Pour autant, Mélenchon sera-t-il au second tour ce dimanche ? La théorie peut paraître définitivement loufoque. Il ne suffit en aucun cas d’agréger toutes les composantes de la gauche de la gauche, ni même d’accumuler les voix abstentionnistes ou socialistes pour pouvoir réussir un coup politique comme celui-ci. Pourtant, certains continuent de croire en un retournement de situation.  Jean-Luc Mélenchon le premier a affirmé récemment que l’on pouvait s’attendre à « la surprise de (notre) vie » dimanche prochain, tant la situation politique globale lui apparaissait instable, et « volatile ». Son équipe de campagne, en la personne d’Eric Coquerel, affirme l’idée nouvelle qu’être au second tour « peut se jouer à 20-22% » (le Parisien 16/04/2012). Rien ne semble donc pouvoir arrêter les espérances du Front de Gauche, qui imagine peut être déjà son champion affronter François Hollande le 6 mai. Avouons entre nous (juste comme ça, entre nous), que ça aurait de la gueule quand même ! Mais ce n’est pas le sujet.

Sondages contre terrain, dans quel sens va le vent ?
Tous les candidats ont la même réaction lorsqu’on leur agite des enquêtes d’opinion sous le nez : ils ne se fient pas aux sondages, mais préfèrent tabler sur leurs observations de terrain. Simple pirouette, parfois sincère, tantôt démago, qui traverse l’échiquier politique dans son ensemble. Laissons ici de côté les polémiques redondantes à l’égard des instituts de sondage, qui ont largement fait preuve d’incapacité et de désordre par le passé. Intéressons nous, comme le souhaitent les candidats, aux données récoltées sur le terrain. Si l’on s’y attarde, Sarkozy est effectivement en pleine déroute politique : personne ne s’intéresse plus au candidat du peuple, hormis quelques vieillards très à droite et de nombreux jeunes cons embourgeoisés. Son échec tonitruant lors du meeting à la concorde (à lire, un article édifiant sur le mensonge de l’UMP) prouve réellement le manque d’engouement auquel est confronté le président-candidat.
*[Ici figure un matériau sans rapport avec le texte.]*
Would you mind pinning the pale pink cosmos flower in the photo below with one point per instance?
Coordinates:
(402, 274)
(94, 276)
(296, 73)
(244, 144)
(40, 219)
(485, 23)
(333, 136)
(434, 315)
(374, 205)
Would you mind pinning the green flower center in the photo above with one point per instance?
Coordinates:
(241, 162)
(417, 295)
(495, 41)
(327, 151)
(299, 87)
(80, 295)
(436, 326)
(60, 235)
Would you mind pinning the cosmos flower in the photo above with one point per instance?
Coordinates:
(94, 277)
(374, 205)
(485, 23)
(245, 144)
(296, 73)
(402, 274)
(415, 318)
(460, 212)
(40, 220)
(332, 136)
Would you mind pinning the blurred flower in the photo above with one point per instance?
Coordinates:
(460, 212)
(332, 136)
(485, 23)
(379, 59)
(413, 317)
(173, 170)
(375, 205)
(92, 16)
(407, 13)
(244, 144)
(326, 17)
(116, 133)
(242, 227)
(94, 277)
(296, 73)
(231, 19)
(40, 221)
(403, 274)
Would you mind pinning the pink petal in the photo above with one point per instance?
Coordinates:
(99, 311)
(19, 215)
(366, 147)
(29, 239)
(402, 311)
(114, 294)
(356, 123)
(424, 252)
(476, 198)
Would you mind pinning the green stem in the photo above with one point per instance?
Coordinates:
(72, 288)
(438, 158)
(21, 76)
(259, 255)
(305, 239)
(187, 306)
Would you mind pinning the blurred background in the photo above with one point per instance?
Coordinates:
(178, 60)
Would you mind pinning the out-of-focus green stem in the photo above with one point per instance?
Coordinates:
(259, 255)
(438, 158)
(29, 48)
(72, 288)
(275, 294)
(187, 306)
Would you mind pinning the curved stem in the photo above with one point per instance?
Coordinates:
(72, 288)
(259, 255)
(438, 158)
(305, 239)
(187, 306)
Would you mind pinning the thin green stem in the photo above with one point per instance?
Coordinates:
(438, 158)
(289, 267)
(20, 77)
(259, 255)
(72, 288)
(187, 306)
Idem pour François Bayrou, qui peine à rassembler 3000 sympathisants au zénith de Lille, quand Mélenchon en attirait il y a un mois près de 20 000. François Hollande, lui, qui s’enorgueillit d’avoir pu rassembler 100 000 personnes au château de Vincennes le 15 avril dernier, ne doit pas oublier la teneur des rassemblements hautement supérieurs auxquels se livrait son ancêtre François Mitterrand. Marine Le Pen, complètement hors jeu, a réuni 6000 partisans au zénith de Paris le 17 avril dernier.


Marianne malmenée au meeting de Nicolas Sarkozy von guillaumemeurice

Le tableau est donc bien sombre pour quiconque voudrait mesurer son aura au nombre de personnes mobilisées sur le terrain. Pour tous les candidats, tenir un meeting relève de l’épreuve de force et de l’exploit. Pour tous ? Pas exactement, car là où les autres peinent à rassembler les foules, Jean-Luc Mélenchon parvient à des faits de gloire jamais atteints. 120 000 personnes à paris le 18 mars, 70 000 à Toulouse quelques semaines plus tard, et 120 000 personnes sur les plages du Prado à Marseille. Voila de quoi faire rêver les journalistes. Si aujourd’hui il paraît relativement ingénu de croire que Jean-Luc Mélenchon puisse se hisser au second tour du scrutin, il n’en demeure pas moins impensable que cet engouement ne se traduise pas dans les urnes. Des éditocrates en tous genres  qui auront salué la performance du candidat, aucun ne se sera demandé si elle relevait du pur folklore ou d’une réalité politique. Dommage, car il me semble que la suite des évènements donnera raison à la seconde théorie.